I'm a Lecturer in the Philosophy Department at the University of Toronto. I work on topics in ancient philosophy and ethics.
In June 2017, I completed my PhD in the Department of Philosophy and the Collaborative Program in Ancient and Medieval Philosophy at the University of Toronto, writing under the supervision of Rachel Barney, with Brad Inwood, James Allen, and Tom Hurka as readers. During my time in the PhD program I held a Connaught International Scholarship for doctoral work.
In my dissertation, I argued for a new account of the role of argument in changing a person's core values within the context of Plato's dialogues, focusing on issues of motivated reasoning, moral motivation, how pleasure influences one's evaluative beliefs, and Socratic method. Starting from the Apology and expanding into the Republic and other middle dialogues, I argued that, contrary to the predominant scholarly view, Plato thinks that philosophical argument can be effective at changing what a person values the most.

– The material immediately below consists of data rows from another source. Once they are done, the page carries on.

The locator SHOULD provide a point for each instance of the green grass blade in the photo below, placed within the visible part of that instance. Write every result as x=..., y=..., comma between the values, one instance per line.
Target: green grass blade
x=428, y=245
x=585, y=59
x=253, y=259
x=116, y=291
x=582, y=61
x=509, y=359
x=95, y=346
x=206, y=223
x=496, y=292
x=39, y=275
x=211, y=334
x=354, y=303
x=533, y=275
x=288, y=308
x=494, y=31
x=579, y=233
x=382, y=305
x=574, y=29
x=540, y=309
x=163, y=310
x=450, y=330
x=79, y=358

More information is available in my dissertation abstract and on my research page.
I did my undergraduate degree at Wabash College, a liberal arts college in Indiana, and before that I taught English at a university in northern China.

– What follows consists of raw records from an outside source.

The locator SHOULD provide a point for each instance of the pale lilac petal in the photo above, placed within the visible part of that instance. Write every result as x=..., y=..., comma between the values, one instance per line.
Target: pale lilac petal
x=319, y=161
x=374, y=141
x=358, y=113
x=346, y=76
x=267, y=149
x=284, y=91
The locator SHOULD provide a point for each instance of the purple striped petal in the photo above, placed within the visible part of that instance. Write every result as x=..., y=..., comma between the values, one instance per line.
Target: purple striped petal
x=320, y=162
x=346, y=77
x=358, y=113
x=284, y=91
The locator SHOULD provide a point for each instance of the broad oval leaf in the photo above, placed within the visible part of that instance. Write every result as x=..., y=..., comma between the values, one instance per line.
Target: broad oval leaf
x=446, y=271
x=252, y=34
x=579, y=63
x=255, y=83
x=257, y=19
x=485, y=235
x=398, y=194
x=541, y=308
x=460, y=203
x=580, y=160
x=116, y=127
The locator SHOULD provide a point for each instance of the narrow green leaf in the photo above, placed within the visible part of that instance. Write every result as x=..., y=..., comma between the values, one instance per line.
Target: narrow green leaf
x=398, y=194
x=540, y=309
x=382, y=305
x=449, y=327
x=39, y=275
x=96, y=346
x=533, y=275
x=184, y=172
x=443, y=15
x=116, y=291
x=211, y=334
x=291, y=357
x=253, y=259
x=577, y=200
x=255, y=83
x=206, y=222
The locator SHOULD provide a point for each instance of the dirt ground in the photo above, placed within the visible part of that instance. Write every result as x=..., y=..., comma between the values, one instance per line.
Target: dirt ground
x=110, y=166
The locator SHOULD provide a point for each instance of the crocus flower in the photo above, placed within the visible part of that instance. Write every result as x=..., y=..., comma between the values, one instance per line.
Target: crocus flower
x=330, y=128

I am convinced of the usefulness of philosophy in the public sphere, and I am committed to breaking down traditional barriers of entry to the study. For the last several years, I have worked as the University of Toronto's philosophy department's liaison with Wireless Philosophy (Wi-Phi), helping to produce videos, for example, on topics in epistemology and the philosophy of religion.
You can find my CV here.
Outside of philosophy, I enjoy pickup basketball (find me at Christie Pits Park), podcasts (a selection: one, two, three), and playing music (upright bass in a former life, these days on piano and guitar).